Donizetti’s family were very poor. His talent was discovered by Simon Mayr who was maestro di cappella (music director) at S Maria Maggiore in Bergamo. He opened a school which trained boys to sing in the church choir and gave them a good musical education. Donizetti learned a lot from Mayr and was always very grateful to him.
Donizetti’s first operas were performed in Venice. A rich lady who realized he was very talented paid so that he did not have to do military service. His opera Zoraida di Granata was very successful in Rome and he was given a contract for an opera for Naples. For several years he composed between two and five operas every year. They were not particularly successful. One of the reasons was that the libretti he was given (the words he had to set) were not very good.
In 1828 he married. None of their three children lived very long and his wife died in 1837 which made him very sad during his last years. This can be felt in his music.
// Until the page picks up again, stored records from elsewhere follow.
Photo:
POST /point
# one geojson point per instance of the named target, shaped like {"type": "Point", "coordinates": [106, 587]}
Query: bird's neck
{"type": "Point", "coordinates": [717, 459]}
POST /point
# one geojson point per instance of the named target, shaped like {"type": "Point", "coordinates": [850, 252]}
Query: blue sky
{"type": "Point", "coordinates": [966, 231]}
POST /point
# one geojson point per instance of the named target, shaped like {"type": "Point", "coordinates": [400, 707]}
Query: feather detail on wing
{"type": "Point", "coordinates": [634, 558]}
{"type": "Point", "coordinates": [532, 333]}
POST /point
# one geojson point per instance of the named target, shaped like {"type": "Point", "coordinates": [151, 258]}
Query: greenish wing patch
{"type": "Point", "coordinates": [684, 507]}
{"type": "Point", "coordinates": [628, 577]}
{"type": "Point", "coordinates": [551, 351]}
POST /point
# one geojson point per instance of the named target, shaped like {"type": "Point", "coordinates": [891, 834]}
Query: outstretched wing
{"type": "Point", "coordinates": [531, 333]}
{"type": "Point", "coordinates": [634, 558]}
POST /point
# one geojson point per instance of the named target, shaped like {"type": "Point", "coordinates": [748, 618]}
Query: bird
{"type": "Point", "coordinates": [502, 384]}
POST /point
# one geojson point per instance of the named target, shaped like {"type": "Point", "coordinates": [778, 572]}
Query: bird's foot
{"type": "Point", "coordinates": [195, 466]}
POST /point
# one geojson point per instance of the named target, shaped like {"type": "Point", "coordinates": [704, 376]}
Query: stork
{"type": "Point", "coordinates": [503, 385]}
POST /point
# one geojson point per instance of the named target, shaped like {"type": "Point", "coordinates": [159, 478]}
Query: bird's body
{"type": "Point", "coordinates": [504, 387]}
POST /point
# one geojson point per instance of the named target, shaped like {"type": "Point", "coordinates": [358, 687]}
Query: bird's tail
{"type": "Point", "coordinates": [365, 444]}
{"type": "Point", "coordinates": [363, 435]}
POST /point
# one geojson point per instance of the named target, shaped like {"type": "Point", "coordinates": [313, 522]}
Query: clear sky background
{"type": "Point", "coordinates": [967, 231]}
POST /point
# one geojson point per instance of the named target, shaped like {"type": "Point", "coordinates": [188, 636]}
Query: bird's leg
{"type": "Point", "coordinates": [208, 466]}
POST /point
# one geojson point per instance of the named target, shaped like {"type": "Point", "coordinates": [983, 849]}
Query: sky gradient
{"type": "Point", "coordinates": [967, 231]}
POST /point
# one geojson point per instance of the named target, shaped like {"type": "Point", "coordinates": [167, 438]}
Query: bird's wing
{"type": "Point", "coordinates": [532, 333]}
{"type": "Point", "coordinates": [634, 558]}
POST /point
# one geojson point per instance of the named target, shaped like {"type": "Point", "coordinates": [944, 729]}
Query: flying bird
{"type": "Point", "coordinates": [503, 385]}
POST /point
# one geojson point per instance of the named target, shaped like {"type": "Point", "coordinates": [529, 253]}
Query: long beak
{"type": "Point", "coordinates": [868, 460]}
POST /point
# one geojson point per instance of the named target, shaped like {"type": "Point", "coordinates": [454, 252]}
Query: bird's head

His opera Anna Bolena made him internationally famous. It was performed in London and Paris. His opera Maria Stuarda was based on a play by Schiller. It was not popular at first. The audience did not like the tragic ending. Today it is recognized as containing some great music, especially in the final scene. After a visit to Paris he returned to Naples to produce Lucia di Lammermoor which was based on Scott’s novel The Bride of Lammermoor. There is a French version as well as an Italian version of this opera.
In 1838 he moved to Paris where he had his operas performed in four theatres. Berlioz wrote very critical articles about him in a music journal. Donizetti had gone to Paris hoping that he would earn lots of money so that he could then retire, just like Rossini had done. However, his health was not good and he found it harder to concentrate. He managed to composed Don Pasquale which is one of the best comic operas every written, but it does have a lot of music that he had written earlier. He was obviously finding it difficult to think of new ideas. Soon he became really ill. He was suffering from syphilis. He was put in a sanatorium near Paris for 17 months. In 1847 some friends arranged for him to stay with them, but he was very ill by then. He was paralysed and almost unable to speak. His friends looked after him until he died.
He was buried in Bergamo. His remains are now in a church there. The house where he was born is a museum.